I first stepped onto the island’s pier after a two-hour ferry ride from Stykkishólmur. The weather was Icelandic: it was drizzling, the sun was out and so were the clouds. The sea was slate grey and all around were other islands. True to its name, Flatey is flat. Ice-age glaciers have ground the rock and pushed it back into the water, so that today, the entire island is just a few meters above sea level.
The Icelandic phonebook lists only 16 numbers for Flatey. It’s the perfect escape—there are no shops on the island. There is nothing to buy and no souvenirs on sale. It is a place for relaxing and walking, watching and thinking. I stayed at the island’s only guesthouse, a quaint bundle of painted wooden houses dating back to the island’s 19th century fishing boom. The rooms at Hotel Flatey have no numbers but are instead labeled with detailed paintings of island birds. Mine was the arctic tern, and from my white windowsill I could see out into the fjord and watch hundreds of actual arctic terns circling overhead.
Dinner was served under the open eaves of the hotel’s prim restaurant. I enjoyed my plate of delicious fried cod covered in crème fraiche and island herbs. As the evening grew longer, the islanders took over the restaurant—it became their living room, a warm hearth to share with one another.
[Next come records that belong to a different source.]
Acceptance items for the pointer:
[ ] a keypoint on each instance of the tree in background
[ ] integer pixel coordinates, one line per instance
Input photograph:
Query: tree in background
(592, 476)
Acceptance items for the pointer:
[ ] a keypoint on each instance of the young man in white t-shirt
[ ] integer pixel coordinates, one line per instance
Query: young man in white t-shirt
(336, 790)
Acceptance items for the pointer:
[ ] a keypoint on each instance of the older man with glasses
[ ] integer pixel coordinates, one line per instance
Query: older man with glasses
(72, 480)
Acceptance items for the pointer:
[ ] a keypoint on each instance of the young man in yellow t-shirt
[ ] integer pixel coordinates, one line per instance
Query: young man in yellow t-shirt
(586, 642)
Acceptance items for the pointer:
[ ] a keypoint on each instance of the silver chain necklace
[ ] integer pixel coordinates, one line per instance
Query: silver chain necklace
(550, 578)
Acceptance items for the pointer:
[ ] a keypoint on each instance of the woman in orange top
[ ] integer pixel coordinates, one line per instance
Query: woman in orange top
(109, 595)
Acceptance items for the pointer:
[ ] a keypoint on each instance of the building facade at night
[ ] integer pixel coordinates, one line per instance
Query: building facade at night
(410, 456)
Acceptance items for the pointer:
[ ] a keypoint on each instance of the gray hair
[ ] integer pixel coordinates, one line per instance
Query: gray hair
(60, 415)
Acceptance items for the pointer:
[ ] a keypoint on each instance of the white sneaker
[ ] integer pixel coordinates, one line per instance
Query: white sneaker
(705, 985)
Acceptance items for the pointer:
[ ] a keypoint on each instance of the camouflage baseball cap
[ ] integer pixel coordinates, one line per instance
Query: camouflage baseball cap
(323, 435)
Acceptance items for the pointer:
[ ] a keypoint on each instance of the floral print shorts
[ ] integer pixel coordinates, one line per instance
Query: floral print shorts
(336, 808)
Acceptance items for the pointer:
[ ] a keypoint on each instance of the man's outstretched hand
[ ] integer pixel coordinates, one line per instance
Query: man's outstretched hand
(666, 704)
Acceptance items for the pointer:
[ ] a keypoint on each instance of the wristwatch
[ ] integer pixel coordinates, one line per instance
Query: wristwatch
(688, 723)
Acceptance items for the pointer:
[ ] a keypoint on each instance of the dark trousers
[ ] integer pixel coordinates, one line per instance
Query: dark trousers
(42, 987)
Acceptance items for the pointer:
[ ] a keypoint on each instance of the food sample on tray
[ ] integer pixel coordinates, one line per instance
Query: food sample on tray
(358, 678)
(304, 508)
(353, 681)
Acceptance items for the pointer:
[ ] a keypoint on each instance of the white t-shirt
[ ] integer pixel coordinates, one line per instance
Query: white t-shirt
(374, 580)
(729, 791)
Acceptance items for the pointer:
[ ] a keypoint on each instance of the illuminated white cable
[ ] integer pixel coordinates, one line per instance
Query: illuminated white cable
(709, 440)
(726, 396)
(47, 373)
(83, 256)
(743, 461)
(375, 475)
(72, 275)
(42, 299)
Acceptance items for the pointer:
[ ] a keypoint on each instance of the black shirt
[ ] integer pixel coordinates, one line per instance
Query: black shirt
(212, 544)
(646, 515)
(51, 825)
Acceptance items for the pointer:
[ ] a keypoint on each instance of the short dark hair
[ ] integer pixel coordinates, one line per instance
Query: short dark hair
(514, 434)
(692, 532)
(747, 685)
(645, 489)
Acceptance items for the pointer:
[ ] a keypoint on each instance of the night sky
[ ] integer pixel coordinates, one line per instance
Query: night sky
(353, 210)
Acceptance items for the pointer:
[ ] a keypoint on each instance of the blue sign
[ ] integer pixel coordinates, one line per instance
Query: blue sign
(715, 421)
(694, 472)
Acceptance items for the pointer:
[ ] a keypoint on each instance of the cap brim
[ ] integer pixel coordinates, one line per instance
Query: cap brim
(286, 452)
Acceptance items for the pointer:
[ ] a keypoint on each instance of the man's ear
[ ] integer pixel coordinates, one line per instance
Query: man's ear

Someone sang a vivid Icelandic song, taking a deep breath between each line. Another man played Mozart on his flute while a baby girl with a face full of melted vanilla ice cream danced up and down on wobbly legs.
Later on, two young boys followed me up to the middle of the island with a jumpy white dog wagging behind. “We play a lot of video games,” they explained in idiom-rich American English, although their red cheeks and wild blonde hair were signs of days in the crisp outdoors. My sudden friends took me into the island church, painted with an outstanding mural depicting the island’s history. They helped me peek into the windows of the yellow, one-room library—the first public library in all of Iceland. We hiked down the twisting sheep trails to the shore and they showed me the difference between Flóð (high tide) and Fjara (low tide); how a certain peninsula would turn suddenly into an island, stranding a batch of unconcerned sheep for a few hours. They snatched up handfuls of hundasúra and fed me clumps of the wild herb, a sour crunchy grass that gives a nice kick to salads. It was nearly midnight—well past every good child’s bedtime but not here and not on this bright summer night. The children still played outside and the sun sill lingered above the distant cliffs of the West Fjords.
I spent the night walking all around Flatey, catching glimpses of seals on the rocks and watching the puffins flying back across the sea to roost. It was a rare sight —as puffins typically live on the tops of impossible cliffs—but on this very low island they simply sat at the edge of the grass and stared right back at me. It was too beautiful not to stay up longer, but in the end I went to sleep in a perfect bed beneath a soft white comforter filled with eider down. The next morning I saw seven little eider ducklings paddling in the harbor. Anybody can get to Flatey, but hardly anybody does. In a single year, despite the tens of thousands of travelers who take the ferry across the fjord, only a few hundred tourists ever spend a single night on the island. Even I may never make it back to Flatey. Out of all the days of my life, I can only count one day, a sun-filled night, and a single early morning spent on that little scrap of rock. But it was wonderful, and I can always hope to return.